Richard Dawkins tinha 35 anos, em 1976, quando publicou o best-seller O Gene Egoísta (The Selfish Gene), dando por encerrada a primeira metade da sua vida; conforme ele mesmo fez questão de frisar na autobiografia, Fome de Saber (An Appetite for Wonder – The Making Of a Scientist), lançada em 2013. Depois publicaria outras tantas obras de grande sucesso editorial, a exemplo do Fenótipo Estendido (um desdobramento da primeira), O relojeiro cego, O Capelão do Diabo, Deus - Um Delírio, A grande história da evolução, etc., assumiria a cátedra de Compreensão Pública da Ciência na Universidade de Oxford (1995-2008), viraria pregador ateísta e conferencista renomado (participou do seminário Fronteiras do pensamento, em 2015), tendo recebido toda a sorte de láureas e distinções acadêmicas ao redor do mundo; especialmente pelo seu trabalho de popularizador da ciência. Não obstante, a obra que catapultou Dawkins à fama, O Gene Egoísta, independentemente dos seus méritos, desde que foi lançada, tem suscitado debates e controvérsias sobre a validade dessa proposição que configura ao gene o papel principal na teoria da seleção natural.
Dawkins diz-se surpreso com a atenção que o livro O Gene Egoísta recebeu, tanto as elogiosas quanto as críticas, uma vez sendo essa uma obra de um autor, no caso ele, na época, ainda desconhecido. Em particular, na sua autobiografia, menciona as diatribes ferozes dirigidas ao livro por Steven Rose e Richard Lewontin, as quais estariam, segundo ele, vinculadas ao pensamento esquerdista desses cientistas. Todavia, não faz menção a Stephen Jay Gould (1941-2002), o biólogo marxista de Harvard, que não poupou Richard Dawkins, rotulando a sua metáfora de uma falácia e caso extremo de Fundamentalismo Darwinista, com origem em uma pressuposição teórica errada (um erro de lógica). Acredito que não tenha mencionado Stephen Jay Gould em respeito à memoria do renomado paleontólogo e brilhante ensaísta de Harvard.
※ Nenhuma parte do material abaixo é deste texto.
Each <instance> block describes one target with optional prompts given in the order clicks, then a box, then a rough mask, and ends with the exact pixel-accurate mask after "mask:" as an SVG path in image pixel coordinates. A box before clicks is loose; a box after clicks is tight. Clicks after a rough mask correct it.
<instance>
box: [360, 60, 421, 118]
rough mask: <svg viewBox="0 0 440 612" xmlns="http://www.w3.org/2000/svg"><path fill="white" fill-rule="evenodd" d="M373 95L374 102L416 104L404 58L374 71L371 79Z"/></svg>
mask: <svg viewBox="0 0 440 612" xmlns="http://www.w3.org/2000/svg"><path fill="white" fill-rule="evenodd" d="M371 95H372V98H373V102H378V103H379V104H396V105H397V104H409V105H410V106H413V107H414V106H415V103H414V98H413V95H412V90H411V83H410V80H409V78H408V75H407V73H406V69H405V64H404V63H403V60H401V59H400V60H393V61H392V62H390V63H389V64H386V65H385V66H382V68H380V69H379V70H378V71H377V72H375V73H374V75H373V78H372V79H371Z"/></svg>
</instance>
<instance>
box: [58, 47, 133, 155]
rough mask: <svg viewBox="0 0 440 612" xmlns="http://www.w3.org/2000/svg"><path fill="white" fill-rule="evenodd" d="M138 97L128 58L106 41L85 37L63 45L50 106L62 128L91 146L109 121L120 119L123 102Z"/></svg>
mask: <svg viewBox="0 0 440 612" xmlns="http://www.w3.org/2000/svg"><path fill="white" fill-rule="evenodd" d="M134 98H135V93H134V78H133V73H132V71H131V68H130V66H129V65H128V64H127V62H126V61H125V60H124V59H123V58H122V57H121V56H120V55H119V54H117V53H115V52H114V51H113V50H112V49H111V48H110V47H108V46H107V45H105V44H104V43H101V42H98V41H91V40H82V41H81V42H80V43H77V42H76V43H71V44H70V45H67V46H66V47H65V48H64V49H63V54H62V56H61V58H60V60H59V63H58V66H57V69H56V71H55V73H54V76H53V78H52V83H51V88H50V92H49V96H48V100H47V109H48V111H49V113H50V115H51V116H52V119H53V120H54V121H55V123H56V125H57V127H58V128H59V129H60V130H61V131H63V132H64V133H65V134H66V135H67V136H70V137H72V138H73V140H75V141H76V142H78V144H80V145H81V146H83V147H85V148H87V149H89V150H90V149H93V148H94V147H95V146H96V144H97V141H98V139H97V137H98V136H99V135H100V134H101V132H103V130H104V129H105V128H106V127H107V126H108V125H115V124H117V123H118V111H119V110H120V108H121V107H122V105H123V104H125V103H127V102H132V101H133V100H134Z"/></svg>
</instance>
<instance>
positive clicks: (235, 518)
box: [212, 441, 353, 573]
Stephen Jay Gould, até quanto eu conheço, elaborou as melhores teses contrárias ao enfoque da seleção natural centrada no gene (podem ser encontradas, entre outros locais, no livro The Structure of Evolutionary Theory, p.613-644). A metáfora do Gene Egoísta, construída por Richard Dawkins, foi embasada nos trabalhos de Ronald A. Fischer (1930), William D. Hamilton (1964) e no livro manifesto de George C. Williams (1966). E, não obstante alguns pontos fortes, essa teoria não passa de uma visão incompleta da evolução. Dawkins, comunicador brilhante, levou adiante e popularizou erros lógicos, que rebaixam a seleção natural ao nível mais básico de organização dos seres vivos (o gene). Insistem os críticos, que a seleção natural não opera nesse nível de organização isoladamente. Sim, os genes são replicadores fieis. Mas unidades de replicação não atuam como unidades de interação com o ambiente, onde, efetivamente, dá-se a seleção natural. Replicadores e interatores não significam a mesma coisa, nesse caso. E os demais níveis de organização – gene, genoma, célula, tecido, órgão, indivíduos, população, comunidade – e suas interações com o ambiente, onde entram nisso? Replicadores, definitivamente, não são unidades de seleção. A seleção natural opera a partir de propriedades emergentes de interações não lineares entre indivíduos e o ambiente. Os organismos individuais não são meras máquinas a serviço da sobrevivência de genes, como postula a hipótese do Gene Egoísta. A visão do gene atuando de forma isolada é uma idealização reducionista ao extremo da seleção natural.
O sex appeal, midiaticamente tão explorado para fins comerciais e com consequências “evolutivas” (reprodutivas pelo menos), é um bom exemplo de propriedade que “emerge” dessa interação indivíduo x ambiente, e que não pode ser atribuída à mera ação isolada de algum “Gene Safado”. Atua em um nível de organização biológica mais acima do gene. E os marqueteiros, pelo que parece, conhecem com profundidade a obra de Darwin!